Situation normale
Près de la côte ouest de l’Amérique du Sud, les eaux de surface entraînées vers le large par l’action des alizés, sont remplacées par des eaux plus profondes, plus froides et plus riches en nutriment (phénomène d’upwelling). Ceci a pour conséquence l’établissement d’un courant froid et riche en vie marine (le courant de Humboldt) qui longe la côte du Chili - Pérou - Equateur, puis s’éloigne vers l’ouest en baignant les Galapagos. Ce courant est renforcé lorsque les alizés sont intenses, ce qui correspond à un indice positif de l’oscillation australe (ENSO). Cet indice exprime l’écart de pression entre l’anticyclone de Tahiti et le centre dépressionnaire de Darwin.

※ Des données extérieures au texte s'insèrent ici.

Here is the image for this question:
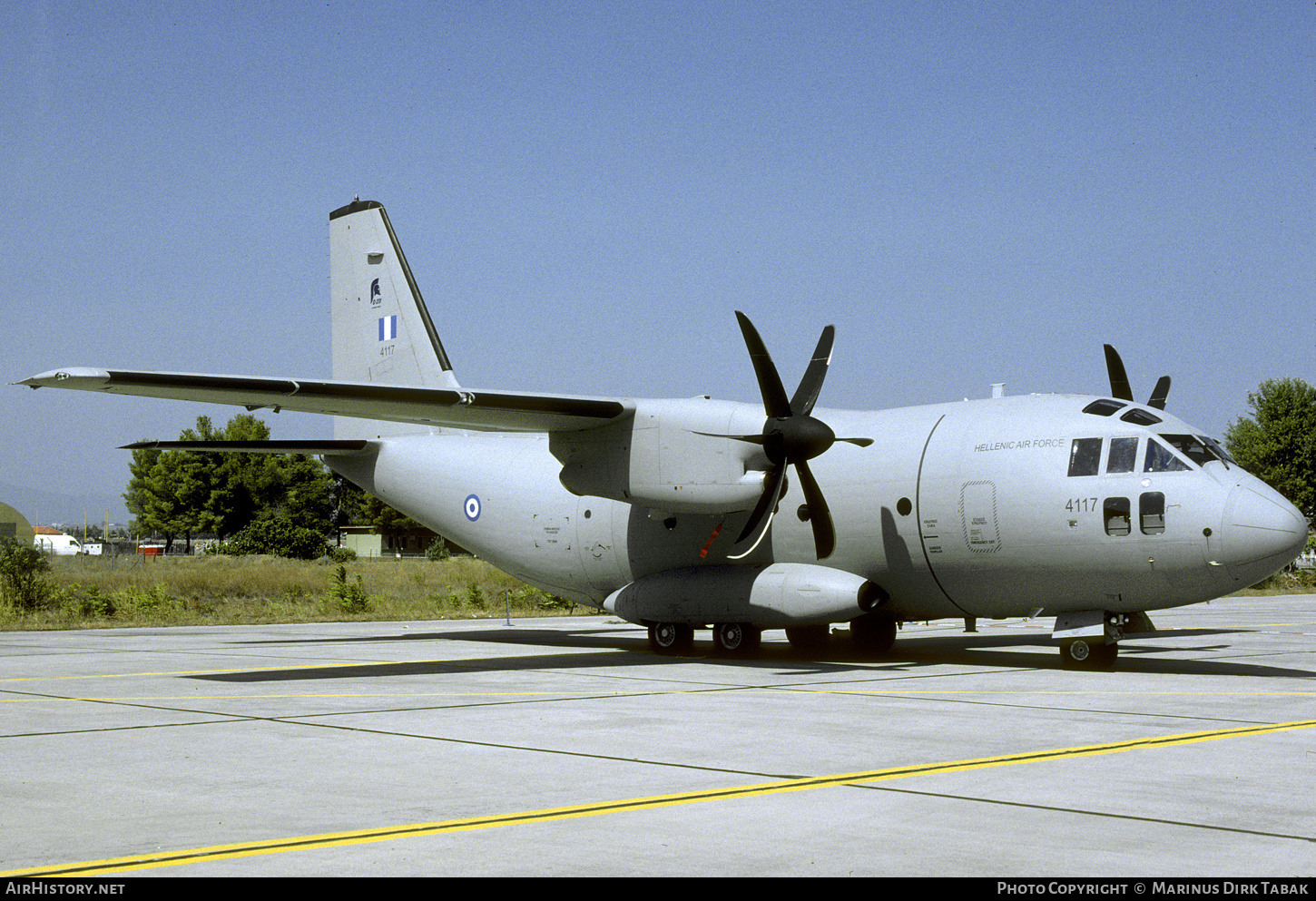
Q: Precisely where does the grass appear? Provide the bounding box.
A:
[0,556,603,630]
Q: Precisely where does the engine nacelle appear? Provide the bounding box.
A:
[603,563,886,629]
[549,398,769,513]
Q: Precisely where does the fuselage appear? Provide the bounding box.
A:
[327,395,1307,620]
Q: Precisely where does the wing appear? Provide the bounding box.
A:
[18,368,635,431]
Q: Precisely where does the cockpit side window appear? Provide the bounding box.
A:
[1143,438,1193,472]
[1105,438,1138,472]
[1161,433,1220,465]
[1068,438,1102,476]
[1198,436,1238,468]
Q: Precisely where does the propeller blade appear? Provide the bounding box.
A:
[736,465,786,544]
[1147,375,1170,410]
[791,325,836,416]
[795,460,836,561]
[726,465,786,561]
[1103,345,1133,400]
[736,310,791,419]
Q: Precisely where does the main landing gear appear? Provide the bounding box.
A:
[649,622,762,656]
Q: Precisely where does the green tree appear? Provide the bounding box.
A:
[1225,378,1316,521]
[123,413,334,553]
[0,538,50,611]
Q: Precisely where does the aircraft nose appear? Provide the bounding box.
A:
[1223,482,1307,584]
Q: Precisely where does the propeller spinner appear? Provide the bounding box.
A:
[731,310,872,561]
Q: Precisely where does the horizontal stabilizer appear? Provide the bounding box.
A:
[18,368,634,431]
[119,438,369,456]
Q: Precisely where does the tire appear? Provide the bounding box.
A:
[713,622,762,656]
[649,622,695,656]
[1061,638,1120,670]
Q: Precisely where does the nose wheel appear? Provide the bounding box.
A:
[1061,638,1120,670]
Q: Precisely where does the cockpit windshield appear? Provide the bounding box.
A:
[1161,433,1233,465]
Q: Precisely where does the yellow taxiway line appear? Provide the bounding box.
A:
[0,720,1316,877]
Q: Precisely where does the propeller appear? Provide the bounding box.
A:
[1103,345,1170,410]
[731,310,872,561]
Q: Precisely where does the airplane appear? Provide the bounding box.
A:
[18,199,1307,670]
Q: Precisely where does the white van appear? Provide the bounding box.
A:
[32,535,82,555]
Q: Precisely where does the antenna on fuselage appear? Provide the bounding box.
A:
[1102,345,1170,410]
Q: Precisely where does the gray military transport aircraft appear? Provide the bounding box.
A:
[21,200,1307,668]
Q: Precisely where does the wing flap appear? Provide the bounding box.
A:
[18,367,635,431]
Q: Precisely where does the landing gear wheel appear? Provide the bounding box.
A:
[786,626,831,652]
[850,614,896,653]
[649,622,695,655]
[713,622,762,656]
[1061,638,1120,670]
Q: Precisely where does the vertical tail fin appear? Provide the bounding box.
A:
[329,200,458,438]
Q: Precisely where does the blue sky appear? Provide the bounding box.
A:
[0,0,1316,521]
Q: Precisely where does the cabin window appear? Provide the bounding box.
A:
[1138,491,1164,535]
[1102,497,1132,535]
[1083,397,1128,416]
[1105,438,1138,472]
[1143,438,1193,472]
[1070,438,1102,476]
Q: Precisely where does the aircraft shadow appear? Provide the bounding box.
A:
[182,627,1316,682]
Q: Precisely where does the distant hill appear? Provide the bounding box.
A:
[0,482,132,524]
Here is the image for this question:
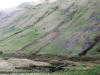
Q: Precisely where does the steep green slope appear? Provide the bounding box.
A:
[0,0,100,56]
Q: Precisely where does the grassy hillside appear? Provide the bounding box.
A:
[0,0,100,56]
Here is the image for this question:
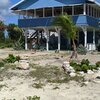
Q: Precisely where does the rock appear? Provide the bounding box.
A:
[69,73,76,77]
[87,70,94,74]
[62,61,75,74]
[16,60,30,70]
[79,71,85,76]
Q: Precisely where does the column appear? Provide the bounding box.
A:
[93,29,96,50]
[62,6,64,15]
[83,4,86,15]
[34,9,36,17]
[25,31,28,50]
[84,28,87,48]
[52,7,54,17]
[72,6,74,15]
[44,28,49,51]
[55,28,61,50]
[43,8,45,17]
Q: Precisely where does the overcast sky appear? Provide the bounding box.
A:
[0,0,20,24]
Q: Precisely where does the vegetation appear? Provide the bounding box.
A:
[2,95,40,100]
[70,59,100,73]
[77,45,87,55]
[53,14,77,58]
[29,64,83,83]
[27,96,40,100]
[4,54,21,63]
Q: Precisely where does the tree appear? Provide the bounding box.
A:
[7,24,24,49]
[53,14,77,58]
[7,24,22,42]
[0,21,5,42]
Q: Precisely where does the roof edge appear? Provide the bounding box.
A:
[10,0,25,10]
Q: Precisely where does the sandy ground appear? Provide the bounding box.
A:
[0,49,100,100]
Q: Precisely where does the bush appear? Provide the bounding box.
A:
[70,59,91,73]
[0,61,4,68]
[77,45,87,55]
[81,64,89,73]
[81,59,90,66]
[96,61,100,67]
[97,43,100,51]
[4,54,20,63]
[27,96,40,100]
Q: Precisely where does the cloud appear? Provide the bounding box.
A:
[0,0,11,19]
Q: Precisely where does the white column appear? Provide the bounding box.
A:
[43,8,45,17]
[55,28,61,50]
[25,29,28,50]
[44,28,49,51]
[93,29,96,50]
[72,6,74,15]
[83,4,86,15]
[62,6,64,15]
[46,29,49,51]
[34,9,36,17]
[52,7,54,17]
[58,30,61,50]
[84,29,87,48]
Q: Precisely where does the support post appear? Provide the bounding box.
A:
[84,29,87,48]
[44,28,49,51]
[62,6,64,15]
[83,4,86,15]
[43,8,45,17]
[82,27,87,48]
[72,6,74,15]
[93,29,96,50]
[52,7,54,17]
[55,28,61,50]
[25,29,28,50]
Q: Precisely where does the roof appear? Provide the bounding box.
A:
[11,0,100,10]
[11,0,86,10]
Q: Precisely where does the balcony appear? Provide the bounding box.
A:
[18,15,99,28]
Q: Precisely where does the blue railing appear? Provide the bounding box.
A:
[18,15,100,28]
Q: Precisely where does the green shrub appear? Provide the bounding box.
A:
[96,61,100,67]
[16,56,21,62]
[81,59,90,66]
[4,54,20,63]
[0,61,4,67]
[27,96,40,100]
[97,43,100,51]
[81,64,89,73]
[77,45,87,55]
[70,60,77,67]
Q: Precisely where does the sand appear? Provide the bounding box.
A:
[0,49,100,100]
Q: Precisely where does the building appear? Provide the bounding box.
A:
[11,0,100,51]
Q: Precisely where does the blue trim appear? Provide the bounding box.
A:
[11,0,86,10]
[18,15,99,28]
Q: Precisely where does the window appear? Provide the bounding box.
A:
[64,6,72,15]
[74,5,83,15]
[36,9,43,17]
[44,8,52,17]
[54,7,62,16]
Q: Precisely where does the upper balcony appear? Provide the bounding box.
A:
[16,4,100,28]
[18,15,99,28]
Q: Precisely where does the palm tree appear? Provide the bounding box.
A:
[52,14,77,58]
[0,21,6,42]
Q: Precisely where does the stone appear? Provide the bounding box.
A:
[62,61,75,74]
[16,60,30,70]
[79,71,85,76]
[69,73,76,77]
[87,70,94,74]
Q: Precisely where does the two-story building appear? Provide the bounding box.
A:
[11,0,100,50]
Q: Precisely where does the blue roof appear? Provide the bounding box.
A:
[11,0,86,10]
[11,0,100,10]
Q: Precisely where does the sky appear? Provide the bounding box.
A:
[0,0,20,24]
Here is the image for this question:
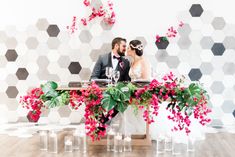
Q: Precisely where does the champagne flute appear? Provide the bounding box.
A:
[105,67,113,82]
[113,70,120,85]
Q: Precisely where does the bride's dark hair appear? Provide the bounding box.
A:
[129,40,144,56]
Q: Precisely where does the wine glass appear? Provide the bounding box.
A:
[113,70,120,85]
[105,67,113,82]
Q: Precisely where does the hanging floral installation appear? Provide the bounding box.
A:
[155,21,184,44]
[81,0,115,26]
[20,73,211,141]
[67,0,116,34]
[67,16,78,34]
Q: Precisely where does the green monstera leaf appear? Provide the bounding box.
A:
[40,81,69,108]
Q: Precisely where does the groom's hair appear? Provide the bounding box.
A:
[112,37,126,49]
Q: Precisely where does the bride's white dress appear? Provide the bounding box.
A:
[124,65,204,142]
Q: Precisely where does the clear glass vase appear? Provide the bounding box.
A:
[123,134,132,152]
[114,132,123,152]
[49,131,58,153]
[64,135,73,152]
[39,130,48,151]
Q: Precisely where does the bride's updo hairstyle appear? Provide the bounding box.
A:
[129,40,144,56]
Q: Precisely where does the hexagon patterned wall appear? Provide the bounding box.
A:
[0,4,235,126]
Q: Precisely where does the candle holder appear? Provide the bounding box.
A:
[124,134,132,152]
[114,133,123,152]
[187,137,195,152]
[107,127,115,151]
[39,130,48,151]
[157,136,165,154]
[49,131,58,153]
[64,135,73,152]
[73,129,82,150]
[165,137,172,152]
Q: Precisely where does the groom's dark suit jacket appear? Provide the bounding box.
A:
[90,52,131,81]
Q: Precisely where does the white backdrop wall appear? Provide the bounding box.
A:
[0,0,235,125]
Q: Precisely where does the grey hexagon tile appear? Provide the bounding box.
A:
[91,0,103,10]
[188,68,202,81]
[177,37,191,49]
[58,56,70,68]
[200,36,214,49]
[211,17,226,30]
[155,50,169,62]
[189,4,203,17]
[16,68,29,80]
[166,56,180,69]
[211,30,225,43]
[223,75,235,88]
[26,37,38,49]
[223,63,235,75]
[6,86,19,98]
[221,100,235,113]
[223,36,235,49]
[0,56,7,68]
[36,18,49,31]
[6,74,18,86]
[47,25,60,37]
[155,37,169,50]
[47,37,60,49]
[178,23,192,36]
[211,43,225,56]
[5,25,18,37]
[211,81,224,94]
[200,62,214,75]
[79,68,91,80]
[79,30,92,43]
[68,62,82,74]
[5,37,17,49]
[0,31,7,43]
[135,36,147,48]
[5,49,18,62]
[178,50,191,62]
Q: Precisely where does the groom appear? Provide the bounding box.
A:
[90,37,131,81]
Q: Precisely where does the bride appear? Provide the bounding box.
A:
[120,40,150,134]
[127,40,150,81]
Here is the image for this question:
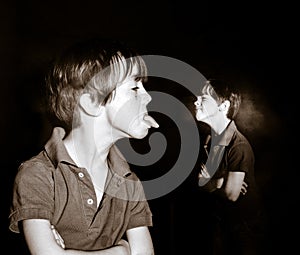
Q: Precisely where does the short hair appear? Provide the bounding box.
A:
[202,79,242,120]
[45,38,147,130]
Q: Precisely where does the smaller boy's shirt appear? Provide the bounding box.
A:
[9,127,152,250]
[208,121,262,221]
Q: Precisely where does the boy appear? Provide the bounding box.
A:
[194,80,263,255]
[10,37,158,255]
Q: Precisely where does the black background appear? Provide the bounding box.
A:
[0,0,299,255]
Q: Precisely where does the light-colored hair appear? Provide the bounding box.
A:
[45,39,147,130]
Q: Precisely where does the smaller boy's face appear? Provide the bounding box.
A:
[194,95,219,125]
[105,63,156,139]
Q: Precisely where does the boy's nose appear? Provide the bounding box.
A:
[194,96,201,106]
[142,90,152,104]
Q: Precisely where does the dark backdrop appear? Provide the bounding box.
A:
[0,0,299,255]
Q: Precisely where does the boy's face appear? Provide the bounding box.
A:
[194,95,219,126]
[105,64,157,139]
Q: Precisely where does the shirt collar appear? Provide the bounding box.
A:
[45,127,131,177]
[45,127,76,168]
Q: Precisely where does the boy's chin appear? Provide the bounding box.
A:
[131,129,148,139]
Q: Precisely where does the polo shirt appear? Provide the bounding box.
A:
[9,127,152,250]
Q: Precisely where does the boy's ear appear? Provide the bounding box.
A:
[219,100,230,111]
[79,93,102,117]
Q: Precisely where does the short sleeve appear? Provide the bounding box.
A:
[9,160,54,233]
[128,173,153,229]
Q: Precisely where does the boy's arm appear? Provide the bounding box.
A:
[126,226,154,255]
[23,219,130,255]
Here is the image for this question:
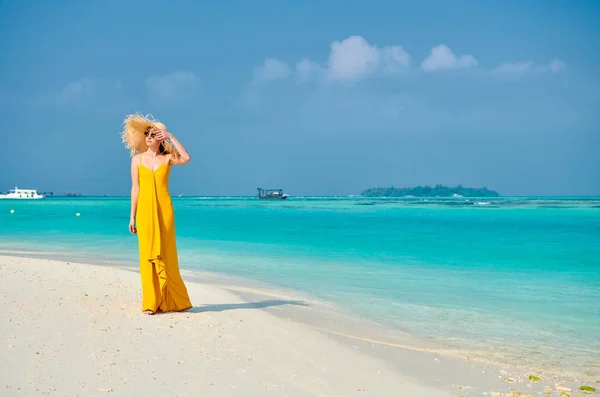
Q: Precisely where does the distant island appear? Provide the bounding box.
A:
[360,185,500,197]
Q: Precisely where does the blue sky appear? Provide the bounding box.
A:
[0,0,600,195]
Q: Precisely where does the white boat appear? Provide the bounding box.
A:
[0,187,45,200]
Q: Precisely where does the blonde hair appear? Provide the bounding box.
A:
[121,114,179,158]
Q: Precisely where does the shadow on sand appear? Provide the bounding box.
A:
[186,299,309,313]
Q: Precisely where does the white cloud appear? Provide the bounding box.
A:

Plus l’écart est grand plus l’écoulement des masses d’air de la surpression de Tahiti à la dépression de Darwin est renforcé et plus les alizés de l’hémisphère sud sont intenses dans cette région. Les alizés « repoussent » alors avec énergie les eaux chaudes tropicales vers l’ouest (celles-ci se concentrent dans l’ouest du Pacifique) activant ainsi l’upwelling sur la côte Chili-Pérou-Equateur. Cette situation conduit climatiquement à une aridité prononcée de ces régions côtières, et à des pluies abondantes au-dessus de l’Indonésie et au-dessus du nord de l’Australie (par suite de la forte activité convective qui y règne).

Situation El Niño
Lorsque l’écart s’atténue (indice ENSO négatif), les alizés sont plus faibles et la remontée d’eau froide le long des côtes de l’Amérique du Sud atténuée voire enrayée. Les eaux côtières froides et riches en nutriment de l’upwelling font place à des eaux plus chaudes et moins riches, entraînant une diminution importante de la vie marine (pêches désastreuses). Par suite de la présence de cette masse d’eau chaude le long des côtes et de la faiblesse des alizés, les régions côtières subissent de très fortes pluies. Celles-ci, tombant sur des régions désertiques au sol non fixé par la végétation, provoquent souvent des coulées de boue catastrophiques. A l’autre bout du Pacifique, les zones dépressionnaires étant moins marquées, les précipitations sont plus faibles entraînant sécheresse et incendies sur l’Australie et les îles avoisinantes (voir le schéma El Niño). Les événements El Niño se répercutent bien au delà de ces régions et touchent de nombreuses parties de la planète.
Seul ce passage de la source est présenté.